Wider headline table (pooled-IID plus pooled-OOD plus 3 recall@FPR pinpoints plus ECE plus Brier per rung) — landscape orientation or two-row header in PDF
WRITEUP/ood-analysis.md is a new spoke file; one more deliverable in Phase 5
0.1 percent volatility surfaces add 2 audit JSON files plus 1 spoke subsection; modest narrative complexity

Neutral

Per-slice statistical aggregation uses the same paired-bootstrap apparatus from ADR-006 plus ADR-022; no new inferential machinery
Stratification along ADR-005 contamination taxonomy (per ADR-018) reported per-slice and per-rung — natural cross-section with the per-slice grid

Alternatives considered

Pooled aggregation only: simpler exec table; rejected because loses the per-question generalization story and weight-biases toward larger slices (InjecAgent n equals 1054 dominates JBB n equals 200 in the pool)
Per-slice only: most honest per-question; rejected because no single headline OOD number; A1 reviewer must scan 5 rows
Per-slice plus macro-average (no pooled): GLUE/SuperGLUE convention; rejected because macro-average can hide slice-level CIs and the equal-weight assumption isn’t justified across heterogeneous slices
Drop the 0.1 percent pinpoint entirely: simpler; rejected because loses the strict-deployment / over-defense story that 0.1 percent specifically probes per InjecGuard 2024 plus PromptShield 2024-2025
Replace 0.1 percent with 0.5 percent: compromise; rejected because departs from ADR-006 specific triad without a methodology justification beyond convenience

Phase 1 deliverables

WRITEUP/ood-analysis.md spoke filename pre-committed
WRITEUP/methodology.md subsection “Volatility surfacing at low-FPR pinpoints”
evals/audit/pinpoint_threshold_drift.json schema documented in evals/audit/README.md
evals/audit/per_rung_audit.json schema documented in evals/audit/README.md

References

See frontmatter references list.

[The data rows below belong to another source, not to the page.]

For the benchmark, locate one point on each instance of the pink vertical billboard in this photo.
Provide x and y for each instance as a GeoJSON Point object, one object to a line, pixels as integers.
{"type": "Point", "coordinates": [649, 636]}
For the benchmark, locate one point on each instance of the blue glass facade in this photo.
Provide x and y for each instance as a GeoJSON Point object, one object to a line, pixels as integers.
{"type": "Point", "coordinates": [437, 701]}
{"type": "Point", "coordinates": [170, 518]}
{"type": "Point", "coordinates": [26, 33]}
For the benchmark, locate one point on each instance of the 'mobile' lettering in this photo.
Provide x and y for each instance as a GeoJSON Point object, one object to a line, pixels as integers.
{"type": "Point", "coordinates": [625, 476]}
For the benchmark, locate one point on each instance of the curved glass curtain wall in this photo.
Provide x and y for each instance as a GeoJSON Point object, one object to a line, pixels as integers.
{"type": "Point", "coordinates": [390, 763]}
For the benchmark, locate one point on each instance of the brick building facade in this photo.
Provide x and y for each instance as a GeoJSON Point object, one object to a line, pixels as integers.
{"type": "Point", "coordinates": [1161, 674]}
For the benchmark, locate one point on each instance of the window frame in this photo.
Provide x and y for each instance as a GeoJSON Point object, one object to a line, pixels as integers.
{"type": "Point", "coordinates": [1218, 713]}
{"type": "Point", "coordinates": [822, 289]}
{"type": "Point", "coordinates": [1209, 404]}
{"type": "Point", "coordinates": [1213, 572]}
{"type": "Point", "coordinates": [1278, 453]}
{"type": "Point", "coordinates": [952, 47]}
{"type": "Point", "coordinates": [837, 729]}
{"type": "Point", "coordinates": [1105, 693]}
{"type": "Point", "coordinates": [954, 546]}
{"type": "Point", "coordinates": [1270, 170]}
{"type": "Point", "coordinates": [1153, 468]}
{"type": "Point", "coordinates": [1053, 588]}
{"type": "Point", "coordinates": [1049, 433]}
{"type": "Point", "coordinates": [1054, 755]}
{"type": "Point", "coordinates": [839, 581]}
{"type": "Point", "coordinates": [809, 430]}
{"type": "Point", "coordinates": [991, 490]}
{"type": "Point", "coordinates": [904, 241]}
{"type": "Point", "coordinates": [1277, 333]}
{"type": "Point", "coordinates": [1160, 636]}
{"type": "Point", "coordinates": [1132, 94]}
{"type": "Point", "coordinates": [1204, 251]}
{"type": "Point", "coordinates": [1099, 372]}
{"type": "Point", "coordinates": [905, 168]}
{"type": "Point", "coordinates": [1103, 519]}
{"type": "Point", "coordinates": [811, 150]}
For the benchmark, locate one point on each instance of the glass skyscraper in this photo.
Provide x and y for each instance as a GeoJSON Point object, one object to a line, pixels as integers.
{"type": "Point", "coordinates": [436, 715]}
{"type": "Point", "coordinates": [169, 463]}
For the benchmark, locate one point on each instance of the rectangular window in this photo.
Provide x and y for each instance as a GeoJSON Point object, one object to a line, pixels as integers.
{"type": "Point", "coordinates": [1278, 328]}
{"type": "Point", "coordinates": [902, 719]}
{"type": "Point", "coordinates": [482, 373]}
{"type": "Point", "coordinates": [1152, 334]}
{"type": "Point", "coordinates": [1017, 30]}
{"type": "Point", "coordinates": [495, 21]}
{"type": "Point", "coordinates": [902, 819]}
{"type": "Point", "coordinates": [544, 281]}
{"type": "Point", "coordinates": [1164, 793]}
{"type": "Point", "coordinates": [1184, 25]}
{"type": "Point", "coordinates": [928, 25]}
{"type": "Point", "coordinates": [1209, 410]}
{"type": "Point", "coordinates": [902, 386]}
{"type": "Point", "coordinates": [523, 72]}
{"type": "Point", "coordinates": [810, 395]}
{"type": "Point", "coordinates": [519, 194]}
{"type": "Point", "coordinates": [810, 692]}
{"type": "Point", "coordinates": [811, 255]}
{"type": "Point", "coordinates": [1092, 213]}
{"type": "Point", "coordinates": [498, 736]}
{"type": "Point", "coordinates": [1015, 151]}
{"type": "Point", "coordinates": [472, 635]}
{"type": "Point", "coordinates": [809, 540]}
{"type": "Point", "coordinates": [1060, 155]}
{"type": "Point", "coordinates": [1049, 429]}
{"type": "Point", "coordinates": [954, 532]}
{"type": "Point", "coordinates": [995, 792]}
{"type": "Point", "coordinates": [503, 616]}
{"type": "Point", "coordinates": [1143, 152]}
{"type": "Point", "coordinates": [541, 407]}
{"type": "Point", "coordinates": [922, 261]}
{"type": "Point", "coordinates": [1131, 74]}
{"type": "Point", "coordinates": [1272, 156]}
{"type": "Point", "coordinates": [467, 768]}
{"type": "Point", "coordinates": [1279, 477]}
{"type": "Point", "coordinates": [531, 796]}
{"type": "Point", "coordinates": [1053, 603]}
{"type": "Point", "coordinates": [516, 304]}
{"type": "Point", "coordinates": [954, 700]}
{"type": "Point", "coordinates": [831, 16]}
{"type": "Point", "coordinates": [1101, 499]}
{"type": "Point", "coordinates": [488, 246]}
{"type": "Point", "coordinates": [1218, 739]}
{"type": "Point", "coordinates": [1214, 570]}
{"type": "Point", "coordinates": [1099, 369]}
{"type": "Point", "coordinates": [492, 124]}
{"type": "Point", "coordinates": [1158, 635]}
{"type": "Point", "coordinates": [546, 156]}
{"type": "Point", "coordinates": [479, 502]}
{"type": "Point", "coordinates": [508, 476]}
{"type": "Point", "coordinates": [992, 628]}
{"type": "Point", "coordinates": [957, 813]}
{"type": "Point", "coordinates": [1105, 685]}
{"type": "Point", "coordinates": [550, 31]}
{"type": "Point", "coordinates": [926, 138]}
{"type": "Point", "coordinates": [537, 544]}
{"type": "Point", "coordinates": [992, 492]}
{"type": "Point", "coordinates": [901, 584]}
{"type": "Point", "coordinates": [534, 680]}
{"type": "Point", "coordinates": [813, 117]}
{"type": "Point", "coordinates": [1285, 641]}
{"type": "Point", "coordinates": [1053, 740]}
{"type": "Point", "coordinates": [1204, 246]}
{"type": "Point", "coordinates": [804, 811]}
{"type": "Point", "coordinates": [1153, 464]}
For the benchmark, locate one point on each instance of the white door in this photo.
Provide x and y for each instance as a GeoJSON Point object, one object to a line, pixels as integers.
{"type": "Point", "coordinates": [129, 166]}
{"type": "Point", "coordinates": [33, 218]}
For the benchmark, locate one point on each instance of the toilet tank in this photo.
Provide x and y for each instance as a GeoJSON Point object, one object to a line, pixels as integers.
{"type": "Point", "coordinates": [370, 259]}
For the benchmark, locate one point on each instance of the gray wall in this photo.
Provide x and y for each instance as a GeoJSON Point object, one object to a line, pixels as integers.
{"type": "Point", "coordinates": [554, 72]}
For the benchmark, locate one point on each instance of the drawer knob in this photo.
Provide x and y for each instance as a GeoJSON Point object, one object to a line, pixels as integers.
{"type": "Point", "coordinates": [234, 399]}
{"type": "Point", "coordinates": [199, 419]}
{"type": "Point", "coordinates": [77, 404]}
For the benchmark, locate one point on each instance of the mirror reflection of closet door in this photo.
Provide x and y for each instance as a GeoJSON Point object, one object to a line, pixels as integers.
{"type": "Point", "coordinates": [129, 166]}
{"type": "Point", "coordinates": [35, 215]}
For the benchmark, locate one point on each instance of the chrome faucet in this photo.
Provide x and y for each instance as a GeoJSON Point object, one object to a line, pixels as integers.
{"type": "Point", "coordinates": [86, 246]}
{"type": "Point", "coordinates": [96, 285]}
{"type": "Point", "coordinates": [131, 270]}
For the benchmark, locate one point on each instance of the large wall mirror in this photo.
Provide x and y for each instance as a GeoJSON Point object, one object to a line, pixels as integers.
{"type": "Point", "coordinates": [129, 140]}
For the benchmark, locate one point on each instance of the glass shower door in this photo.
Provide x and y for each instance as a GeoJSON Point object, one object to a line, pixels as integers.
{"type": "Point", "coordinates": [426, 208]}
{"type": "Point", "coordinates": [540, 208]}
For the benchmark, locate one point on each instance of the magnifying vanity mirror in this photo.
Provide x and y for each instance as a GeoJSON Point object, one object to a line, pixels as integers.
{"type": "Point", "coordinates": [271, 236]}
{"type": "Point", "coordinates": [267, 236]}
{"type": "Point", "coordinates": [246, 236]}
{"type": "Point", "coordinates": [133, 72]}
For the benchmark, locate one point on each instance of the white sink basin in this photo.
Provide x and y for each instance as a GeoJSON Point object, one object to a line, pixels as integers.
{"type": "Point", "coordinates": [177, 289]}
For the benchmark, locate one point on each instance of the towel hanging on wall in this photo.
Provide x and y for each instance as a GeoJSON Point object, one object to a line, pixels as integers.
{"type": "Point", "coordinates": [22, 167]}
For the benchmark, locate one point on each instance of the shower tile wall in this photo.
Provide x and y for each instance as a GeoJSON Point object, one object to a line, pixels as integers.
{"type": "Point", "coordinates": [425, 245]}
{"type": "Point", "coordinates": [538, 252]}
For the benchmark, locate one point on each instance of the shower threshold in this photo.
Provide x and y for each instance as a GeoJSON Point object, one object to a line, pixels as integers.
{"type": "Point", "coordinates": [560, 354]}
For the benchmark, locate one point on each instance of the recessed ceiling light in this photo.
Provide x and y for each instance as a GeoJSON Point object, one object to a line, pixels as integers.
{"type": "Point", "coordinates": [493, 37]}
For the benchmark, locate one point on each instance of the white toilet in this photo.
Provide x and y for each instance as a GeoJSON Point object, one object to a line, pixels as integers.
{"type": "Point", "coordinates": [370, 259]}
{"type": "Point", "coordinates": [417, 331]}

Primary anchors — Demsar 2006 JMLR multi-dataset reporting; PromptShield 2024-2025 recall@FPR low-pinpoint precedent; InjecGuard 2024 over-defense methodology; Davis and Goadrich 2006 PR-vs-ROC variance discussion; ADR-016 OOD slate; ADR-006 pinpoint pre-lock; ADR-004 hub-and-spoke writeup; ADR-005 Principle 2.

Transcript

See transcripts/2026-05-15__phase-0-04__eval-framework.md for the conversation that led to this decision.